After taking on the Green earlier in the month and planning to record a new album in July, Toxic Holiday sat comfortably in the Orchid Cafe of ConnCAT, providing accompaniment for poets and other vocalists when they weren’t playing their own original songs or covers. 

After their second set, Driffin told the audience to never doubt humble beginnings, laughingly remembering his dismissal of college classmates that formed Hootie and the Blowfish. 

“It’s good for the kids,” performer Gamaliel “Gammy” Moses said of ConnCAT. “I came here ever since it opened.”

 Gammy Moses: Old people are the original Google.  Gammy Moses: Old people are the original Google. 

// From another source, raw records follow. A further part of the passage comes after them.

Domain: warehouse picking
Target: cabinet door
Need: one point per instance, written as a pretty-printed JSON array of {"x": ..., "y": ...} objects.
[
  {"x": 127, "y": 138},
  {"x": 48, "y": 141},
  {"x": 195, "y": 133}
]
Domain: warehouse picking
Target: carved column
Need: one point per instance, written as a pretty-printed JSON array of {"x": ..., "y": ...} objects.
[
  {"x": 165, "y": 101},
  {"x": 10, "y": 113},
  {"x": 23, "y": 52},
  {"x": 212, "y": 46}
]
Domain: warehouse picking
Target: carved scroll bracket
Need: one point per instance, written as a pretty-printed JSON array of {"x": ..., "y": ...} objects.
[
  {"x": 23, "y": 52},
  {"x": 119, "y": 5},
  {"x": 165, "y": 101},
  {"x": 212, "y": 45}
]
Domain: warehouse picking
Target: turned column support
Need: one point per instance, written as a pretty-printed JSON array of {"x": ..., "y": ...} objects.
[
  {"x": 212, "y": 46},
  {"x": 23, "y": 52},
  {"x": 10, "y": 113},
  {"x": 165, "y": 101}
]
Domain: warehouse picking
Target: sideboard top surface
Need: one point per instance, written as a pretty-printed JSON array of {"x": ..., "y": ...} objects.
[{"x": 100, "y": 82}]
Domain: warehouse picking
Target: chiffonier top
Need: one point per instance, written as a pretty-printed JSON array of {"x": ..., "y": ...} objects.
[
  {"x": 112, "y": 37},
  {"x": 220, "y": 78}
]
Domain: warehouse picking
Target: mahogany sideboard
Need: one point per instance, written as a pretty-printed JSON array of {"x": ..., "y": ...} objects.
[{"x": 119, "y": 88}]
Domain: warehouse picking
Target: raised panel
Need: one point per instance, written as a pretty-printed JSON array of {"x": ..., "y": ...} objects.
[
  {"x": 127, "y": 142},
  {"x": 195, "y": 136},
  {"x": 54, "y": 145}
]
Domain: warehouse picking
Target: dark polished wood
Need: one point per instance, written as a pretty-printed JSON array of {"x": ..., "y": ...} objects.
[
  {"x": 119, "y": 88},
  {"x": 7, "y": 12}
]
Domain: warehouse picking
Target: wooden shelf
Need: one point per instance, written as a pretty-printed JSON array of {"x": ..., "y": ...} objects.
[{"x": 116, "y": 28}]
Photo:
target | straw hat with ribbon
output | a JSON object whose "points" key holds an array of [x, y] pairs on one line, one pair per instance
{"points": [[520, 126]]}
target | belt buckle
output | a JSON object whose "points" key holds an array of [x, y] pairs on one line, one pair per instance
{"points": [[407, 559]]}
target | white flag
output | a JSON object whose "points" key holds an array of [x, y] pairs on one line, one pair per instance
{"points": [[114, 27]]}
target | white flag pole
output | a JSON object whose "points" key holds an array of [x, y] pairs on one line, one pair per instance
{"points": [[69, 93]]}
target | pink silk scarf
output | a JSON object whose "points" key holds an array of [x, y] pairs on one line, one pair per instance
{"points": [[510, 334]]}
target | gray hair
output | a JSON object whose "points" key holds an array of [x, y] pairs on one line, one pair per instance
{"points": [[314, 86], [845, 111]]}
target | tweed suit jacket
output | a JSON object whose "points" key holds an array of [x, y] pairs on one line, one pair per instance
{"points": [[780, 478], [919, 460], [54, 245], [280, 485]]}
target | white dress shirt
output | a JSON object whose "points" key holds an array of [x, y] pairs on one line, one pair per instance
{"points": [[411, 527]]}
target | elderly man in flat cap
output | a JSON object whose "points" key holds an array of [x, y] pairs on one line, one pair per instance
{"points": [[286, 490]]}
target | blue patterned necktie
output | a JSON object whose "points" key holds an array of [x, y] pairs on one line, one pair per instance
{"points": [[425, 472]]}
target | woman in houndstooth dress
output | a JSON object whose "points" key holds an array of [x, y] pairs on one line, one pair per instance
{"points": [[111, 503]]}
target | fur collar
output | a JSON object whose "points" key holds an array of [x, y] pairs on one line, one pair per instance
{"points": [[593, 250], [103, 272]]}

ConnCAT opened in 2011 at 4 Science Park and offers youth programming after school, as well as culinary classes and professional development for adults. The space also features a gallery of children’s artwork and a photographs by Benedict Fernandez of the last year of Martin Luther King, Jr.’s, life.

Moses’ own daughter, who takes part in dance classes at ConnCAT, showed off her moves during the Toxic Holiday performances and during her own dad’s drumming and rendition of “Stir It Up” by Bob Marley. 

“As people of African ancestry, these rhythms have been passed down,” Moses said before his first stand on the stage. Sitting with his drum between his knees and dreadlocks over his shoulder, Moses began to play and his daughter pranced around behind the tables in her jelly sandals.

Moses’ poetry included its own theme of intergenerational support, in both tongue-in-cheek phrasing (“Old people are the original Google”) to serious stanzas (“Look to the past for inspiration because you can’t build a house without foundation.”)

The open mic itself stood as a foundation for the continued creativity at ConnCAT. Even after the open mic was closed off and attendees began to mingle and clean up, Toxic Holiday kept playing, encouraging Shavon Gales to read another poem and singer Lisa Bellamy Flucker to take to the microphone, continuing to nurture freedom of speech until the last sound system was disassembled.